She took another drink of her beer. "Oh, this really is good. Anyway, I started into my teaching, and you know what the first year is like. I was so overwhelmed by curriculum and grading and testing and everything else, I didn't have much free time. John was settling into his job, and then before we knew it, it was tax season, so he didn't have much free time. And Katie and I would get together for wedding plans, but since she had the most free time, I just let her do much of the work. She almost seemed to be planning her own wedding, but I was happy not to worry about it, so I just let her.
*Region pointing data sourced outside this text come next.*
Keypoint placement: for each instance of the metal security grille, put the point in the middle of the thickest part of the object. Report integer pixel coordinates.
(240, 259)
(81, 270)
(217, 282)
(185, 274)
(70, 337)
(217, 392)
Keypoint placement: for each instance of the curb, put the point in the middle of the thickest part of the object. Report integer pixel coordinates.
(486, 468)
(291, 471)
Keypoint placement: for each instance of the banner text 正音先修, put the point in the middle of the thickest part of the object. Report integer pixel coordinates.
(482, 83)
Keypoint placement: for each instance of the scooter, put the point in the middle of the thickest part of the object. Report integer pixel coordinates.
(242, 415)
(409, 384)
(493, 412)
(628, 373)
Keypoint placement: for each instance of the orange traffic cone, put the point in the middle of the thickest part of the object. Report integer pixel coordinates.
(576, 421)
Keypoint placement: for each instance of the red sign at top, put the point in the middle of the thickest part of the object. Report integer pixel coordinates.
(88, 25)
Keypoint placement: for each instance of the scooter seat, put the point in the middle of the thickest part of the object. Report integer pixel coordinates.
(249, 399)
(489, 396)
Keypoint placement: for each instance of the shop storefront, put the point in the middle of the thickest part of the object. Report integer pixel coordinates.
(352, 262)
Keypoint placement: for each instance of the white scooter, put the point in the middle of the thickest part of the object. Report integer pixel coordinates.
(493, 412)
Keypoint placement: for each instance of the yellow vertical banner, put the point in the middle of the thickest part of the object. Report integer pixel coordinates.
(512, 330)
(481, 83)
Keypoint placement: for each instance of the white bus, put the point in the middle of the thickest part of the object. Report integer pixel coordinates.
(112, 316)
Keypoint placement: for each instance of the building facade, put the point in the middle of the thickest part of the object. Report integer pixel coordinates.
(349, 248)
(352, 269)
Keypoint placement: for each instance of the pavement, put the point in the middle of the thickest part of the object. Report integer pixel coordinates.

"I really don't think I'm going to like where this is headed."

She laughed a strange little laugh, "That makes two of us." She took a bigger drink. Steve saw a tear run down her cheek again. "Two months ago, the three of us were going to go out to dinner to celebrate me surviving my first year of standardized testing, and John surviving tax season, just me, my fiancé, and my best friend/maid of honor. I called Katie at lunchtime to confirm what we were doing that night, when I realized that I was so busy that I hadn't addressed the invitations and it was less than two months until the wedding. I started to panic, but Katie said to not worry about it, that she had it taken care of. At the time, I really didn't think anything about it, I just thanked her for everything she had done. She got silent for a few seconds, then said she had to go, and quickly hung up. I guess that should have been clue number three."

"After school, I went home and got cleaned up, then headed to Katie's apartment. I knew our reservations were for seven, but I wanted to talk to Katie a little about what still needed to be done for the wedding. I got there a little after six, and I could tell something was up. I must have been so naïve before. How could I have not seen it before that night? John was already there, and again, he wouldn't look at me. Katie seemed to have a smug look on her face, and with what I now know was a 'freshly fucked' glow.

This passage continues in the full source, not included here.